La mare aux hérons

petisaintleu

Suite "Des contrées lointaines". Libre inspiration d'après le tableau de Charles-François D'Aubigny.

Il n'était pas un spécialiste de la biocénose. En approchant de la mare, il crut à des flamants roses, desservi par sa myopie, sa méconnaissance ornithologique et les pattes grêles qui lui firent penser à sa grand-tante Geneviève. Le ciel était bas, plombé de nuages. La frondaison des chênes bordant le point d'eau laissait espérer, avant qu'elle ne s'évanouisse, une rémanence de quelques jours meilleurs, qu'ils ne lutteraient pas éternellement contre les intempéries. L'arbre, au premier plan, le ramena à la réalité de sa pérégrination pastorale. Lui aussi pourrissait, les deux tiers du tronc sous les eaux, cerné par le fluide vital qui, à trop l'embrasser, l'étouffait.

À quarante-neuf ans, Jean sentait que ses forces s'étiolaient. Il n'ambitionnait pas de vivre indéfiniment. La soixantaine lui semblait être un objectif satisfaisant. Il ne souhaitait pas prolonger à l'infini sa goutte et ses rhumatismes. Le docteur diagnostiqua une hydropisie et lui apprit qu'il survivrait deux ans au maximum. Il ne s'en indigna pas.

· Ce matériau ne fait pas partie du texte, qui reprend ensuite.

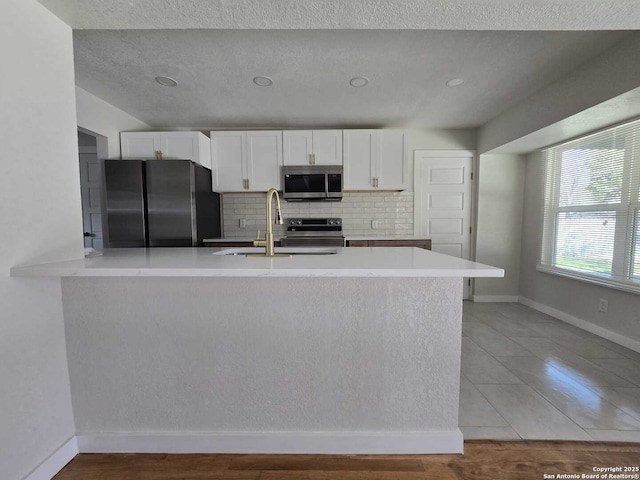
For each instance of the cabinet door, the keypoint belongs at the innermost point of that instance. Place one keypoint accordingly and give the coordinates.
(264, 159)
(180, 146)
(359, 159)
(297, 146)
(391, 165)
(139, 145)
(327, 147)
(228, 154)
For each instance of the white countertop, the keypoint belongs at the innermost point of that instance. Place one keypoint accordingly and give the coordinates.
(202, 262)
(385, 237)
(347, 238)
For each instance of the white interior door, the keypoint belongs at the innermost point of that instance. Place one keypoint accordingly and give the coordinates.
(90, 188)
(443, 201)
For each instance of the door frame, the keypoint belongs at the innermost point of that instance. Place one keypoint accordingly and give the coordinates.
(474, 195)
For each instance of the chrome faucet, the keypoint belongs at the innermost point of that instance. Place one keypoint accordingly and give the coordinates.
(268, 239)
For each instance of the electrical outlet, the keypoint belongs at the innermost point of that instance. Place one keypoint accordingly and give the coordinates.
(603, 305)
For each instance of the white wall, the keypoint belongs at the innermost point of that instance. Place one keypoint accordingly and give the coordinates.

Sa laideur, reliquat d'une série de maladies infantiles qui métamorphosaient son visage en un paysage de crevasses, de croûtes se refusant d'abdiquer et de plaques rougeâtres, ne lui donna pas la faculté de trouver l'âme sœur. Il vadrouilla entre son commerce de ferraillerie et le Louvre. Sa boutique, implantée rue des Franc-Bourgeois, lui offrait le loisir d'arpenter les galeries du musée. Au fil des ans, il acquit une indéniable renommée. Les gardiens se ravissaient de sa présence, cassant la mortelle monotonie de leurs va-et-vient. Les peintres amateurs se flattaient de son œil critique et avisé, prompt à apporter ses connaissances afin que leurs créations tendent au mieux vers une copie d'un maître dont ils n'auraient pas à avoir honte. Il suggéra à Eugène, son commis, de lui transmettre son négoce, moyennant une rente viagère de trois-cents francs par mois. Il accepta. C'était un juste équilibre.

Il le céda en septembre 1847. Sa destination était définie depuis plus d'un semestre. Une inextinguible nostalgie le transportait vers le bourg de sa jeunesse, Douan-la-Brezeille. La malle-poste le déposa au chef-lieu de canton en tout début de matinée. En descendant de la diligence, les exhalaisons animales qui empestaient le patelin le répugnèrent. Il s'extirpa avec soulagement de ses trente-trois heures d'enfermement entre une matrone fleurant l'ail, un marmot qui se lamentait et un notable qui s'écoutait parler. Il disposait d'une demi-journée pour louvoyer sur les sentiers et remonter les traces de son enfance. Il déguerpit de son village en 1814, arrachant le consentement de son père, désireux de se sacrifier dans l'holocauste napoléonien. Par une fortune qu'il n'avait pas choisie, plutôt timide et discret, il s'appropria un stock de casseroles hérité de son régiment dans une ultime déroute et prit la décision la plus importante de sa vie en ouvrant son bazar.

C'est au détour d'un virage que se dévoilèrent le marécage et les reliefs du massif granitique, berceau de sa famille. Il ne se remémorait pas son environnement puéril. Cet étang, ces échassiers, cette flore n'évoquaient aucune réminiscence de promenade qui aurait été les prémices de son pèlerinage le conduisant vers l'ère de rien, celle de l'innocence. Il s'assit et prit une pause-déjeuner. Frugal, il tira de sa besace un quignon de pain sur lequel il étala du saindoux puis il acheva son repas d'une pomme. Cette gourmandise se solda par une canine plantée dans la chair du fruit. Décidément, il s'impatientait de savourer ses derniers moments de relative santé. Il n'avait pas été gâté. Son corps endurait toutes les affres, suffisamment malignes pour qu'il végétât dans une désolation qu'il affrontait avec courage. Il ne se plaignait pas – auprès de qui l'aurait-il pu d'ailleurs ?  – de ces maux qui l'assaillaient dès l'aube et finissaient au coucher dans un orgasme de douleurs.

Il se releva. Une larme muette s'écrasa sur la pelouse.